We are told by inspectors, families and the law that we have a “duty of care” to ensure a person is safe and not at risk of harm to themselves or others. We do this by monitoring their whereabouts and ensuring they don’t walk out on to a busy road. But now I am told that those risk assessments I have in place to ensure a person’s safety are depriving them of their liberty.
So what is it I am doing? Am I keeping a person who can not judge danger, safe or am I depriving that person of leaving the home with out an escort. It seems we are wrong which ever we choose. If this ruling is allowed to go ahead then we should think about all those incapacitated people in hospital; are they being deprived of their liberty?
Schools do not allow children out unsupervised; are they being deprived of their liberty? We need to remember that it is the illness that has deprived the person of their liberty and not the care home. We are looking after the symptoms and ensuring a person’s safety.

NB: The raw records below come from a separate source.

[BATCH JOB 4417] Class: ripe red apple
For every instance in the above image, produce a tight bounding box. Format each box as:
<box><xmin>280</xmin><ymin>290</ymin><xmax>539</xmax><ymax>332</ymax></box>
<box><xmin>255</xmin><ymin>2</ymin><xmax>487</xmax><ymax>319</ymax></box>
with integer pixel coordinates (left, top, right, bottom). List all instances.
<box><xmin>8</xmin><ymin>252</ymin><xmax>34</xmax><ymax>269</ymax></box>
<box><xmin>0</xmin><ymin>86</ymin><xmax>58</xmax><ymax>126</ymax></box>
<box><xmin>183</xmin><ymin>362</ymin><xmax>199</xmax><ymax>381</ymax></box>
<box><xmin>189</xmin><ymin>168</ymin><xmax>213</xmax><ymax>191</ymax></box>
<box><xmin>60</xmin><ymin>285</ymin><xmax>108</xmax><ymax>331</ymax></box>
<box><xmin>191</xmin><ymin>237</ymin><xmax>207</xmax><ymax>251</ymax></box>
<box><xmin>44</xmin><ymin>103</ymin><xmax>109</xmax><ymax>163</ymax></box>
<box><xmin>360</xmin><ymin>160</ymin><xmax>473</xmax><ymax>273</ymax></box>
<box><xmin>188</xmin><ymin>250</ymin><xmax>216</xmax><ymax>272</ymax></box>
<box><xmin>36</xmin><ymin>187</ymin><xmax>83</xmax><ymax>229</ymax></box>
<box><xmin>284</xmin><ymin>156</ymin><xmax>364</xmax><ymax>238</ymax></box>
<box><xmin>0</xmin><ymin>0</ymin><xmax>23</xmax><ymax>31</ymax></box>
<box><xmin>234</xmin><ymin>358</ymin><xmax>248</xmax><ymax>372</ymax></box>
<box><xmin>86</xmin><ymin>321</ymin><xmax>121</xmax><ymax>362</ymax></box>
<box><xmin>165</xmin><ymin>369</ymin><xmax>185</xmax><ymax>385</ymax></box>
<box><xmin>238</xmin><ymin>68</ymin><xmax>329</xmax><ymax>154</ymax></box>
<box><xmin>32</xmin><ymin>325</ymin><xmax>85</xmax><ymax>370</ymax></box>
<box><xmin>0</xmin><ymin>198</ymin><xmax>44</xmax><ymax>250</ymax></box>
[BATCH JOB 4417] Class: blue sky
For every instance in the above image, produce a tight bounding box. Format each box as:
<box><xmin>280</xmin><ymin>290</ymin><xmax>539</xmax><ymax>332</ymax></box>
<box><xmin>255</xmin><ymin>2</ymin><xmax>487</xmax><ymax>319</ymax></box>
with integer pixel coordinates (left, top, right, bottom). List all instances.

As for a resident being able to decide where they reside, surely that is the family’s responsibility, especially if they have enduring power of attorney – it is not something we home owners get involved with. We offer the service but we do not make them take it.
I do not intend to rush in and apply for a DoLs assessment for my dementia clients, as to do so will make it seem like this ruling is right when any one with common sense can see that it is not. I urge all other care home owners not to rush into making these applications, except in circumstances where you would have done so anyway.